So.. they are not sending me a card, I left the unit online but only on Antenna and phone line (so we can watch pre-recorded shows and HD OTA) and I am using my DVR40 for sat service for now. I have a backup HR10 that I could have activated but would need to wait for an access card so I might do that later.

Any clues? I need to read up if I can build a drive on the backup HR10 and copy the shows from the broken HR10. The old is a 1T SATA drive with a PATA backplane adapter. Maybe it is still the access card? I need to see if Weaknees fixes card readers or can fix this problem. ( see CCS? is out of business)


----------



## stahta01 (Dec 23, 2001)

Really dumb question; is the phone line hooked up; I thought the DTivo still needed to call in once to the Tivo Server.

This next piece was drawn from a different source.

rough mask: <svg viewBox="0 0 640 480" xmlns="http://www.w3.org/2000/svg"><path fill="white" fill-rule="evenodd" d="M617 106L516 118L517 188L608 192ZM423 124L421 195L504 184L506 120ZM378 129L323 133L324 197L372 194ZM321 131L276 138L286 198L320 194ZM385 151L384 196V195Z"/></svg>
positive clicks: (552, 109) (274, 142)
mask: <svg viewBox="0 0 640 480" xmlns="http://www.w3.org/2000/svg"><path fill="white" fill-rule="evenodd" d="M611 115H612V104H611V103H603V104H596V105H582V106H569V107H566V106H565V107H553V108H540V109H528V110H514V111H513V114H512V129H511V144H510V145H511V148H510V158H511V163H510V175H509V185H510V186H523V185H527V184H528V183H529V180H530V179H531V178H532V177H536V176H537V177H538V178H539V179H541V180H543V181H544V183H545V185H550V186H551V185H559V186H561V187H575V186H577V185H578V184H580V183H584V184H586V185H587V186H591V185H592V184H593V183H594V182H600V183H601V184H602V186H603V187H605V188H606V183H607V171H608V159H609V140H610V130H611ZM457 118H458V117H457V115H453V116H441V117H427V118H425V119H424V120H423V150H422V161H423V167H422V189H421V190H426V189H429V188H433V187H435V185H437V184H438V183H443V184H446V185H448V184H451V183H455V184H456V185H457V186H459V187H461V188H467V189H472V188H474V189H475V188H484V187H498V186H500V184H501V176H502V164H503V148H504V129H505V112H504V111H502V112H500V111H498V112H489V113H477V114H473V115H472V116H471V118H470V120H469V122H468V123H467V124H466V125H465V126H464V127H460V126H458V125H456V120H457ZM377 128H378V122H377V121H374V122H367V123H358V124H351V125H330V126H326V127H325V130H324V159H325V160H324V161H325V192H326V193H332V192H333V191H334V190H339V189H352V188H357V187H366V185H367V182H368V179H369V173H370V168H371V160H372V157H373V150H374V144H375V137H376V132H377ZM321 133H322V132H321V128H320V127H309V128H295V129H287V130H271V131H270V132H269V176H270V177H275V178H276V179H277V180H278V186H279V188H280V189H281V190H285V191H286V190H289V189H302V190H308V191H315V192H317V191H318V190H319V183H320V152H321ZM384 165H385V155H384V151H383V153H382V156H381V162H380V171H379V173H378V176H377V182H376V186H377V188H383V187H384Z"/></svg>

Series 2 Stand alone owner, never owned DTivo,
Tim S.


----------



## reubanks (Feb 19, 2006)

A friend of mine is having this issue with an R10 as well (it had previously had the reboot issue). 

I have asked him to hook up the phone line and try a couple of calls to the mothership and we'll see if that helps at all.

Randy


----------



## mrfixit454 (Feb 9, 2004)

Tim,
No question is dumb.... Yes it is hooked up and has always been hooked up. I forced many calls in the last 24 hours to see if that solves the problem but no dice. 

I just read a bunch of posts back in 07 where at least 6 people with this message #81 put a new card in and it solved their problem. I may call again tomorrow and ask for a card. It is worth the $20 to me so I at least know that no stone is unturned.

Fixit


----------



## ss_sea_ya (Sep 2, 2010)

I guess you can tell them your dog ate your card...
Did you try the "refresh" yourself thru the website?


----------



## mrfixit454 (Feb 9, 2004)

ss_sea_ya said:


> I guess you can tell them your dog ate your card...
> Did you try the "refresh" yourself thru the website?


Yes, Several times each time I made a change.


----------



## kenr (Dec 26, 1999)

Are you getting no video and no sound too on live TV? If so, and you just replaced the power supply, then the access card might have been damaged by the bad power supply. Have the access card replaced.


----------



## mrfixit454 (Feb 9, 2004)

I get sound and video before and after power supply. everything works except recording. The buffer works fine. Though there is no difference in anything with the power supply. I am not sure there is anything wrong with the original supply. I only changed it because others had said it fixed their problem. Will change the card since others have said it solved their problem. I had asked DTV if they ever get bad cards. She said in 2 years 4 or 5 that she has seen. 99&#37; of the time it is not the card. My experience has been I am usually in the 1% when people say that. I will call tomorrow and get a card.


----------



## mrfixit454 (Feb 9, 2004)

OK new card on the way... though they just about have me convinced it is the unit. I wish I knew these things well enough to know what in particular is checking account status in the receiver. I checked for usual caps on the main board but did not see anything wrong at fist glance. Don;t think it is the hard drive since an older drive that was working does the same thing.

They told me 3-5 days for a card. I'll post the outcome then.


----------



## mrfixit454 (Feb 9, 2004)

After a long day of working on my water heater and other to do lists, I check the mail at 11pm and there was the new access card from DTV. Put it in and followed the directions. It eventually connected me with DTV and the guy had to do a few things but it did not take long.

I am happy to report that my HR10-250 is fully functional again and records just fine even though DTV said new access cards usually don't fix my problem. As stated earlier, I had picture and sound but could not record (Account closed). I guess typically when an access card is bad, you get no picture or sound. This definitely was worth the $20 to test it out and it paid off. 

My hypothesis now is a marginal power supply with all the constant reboots in December did the card in. I have a backup PS in there now but will order a new or replacement tomorrow.

Thanks to those that helped me along the way. 

Fixit


----------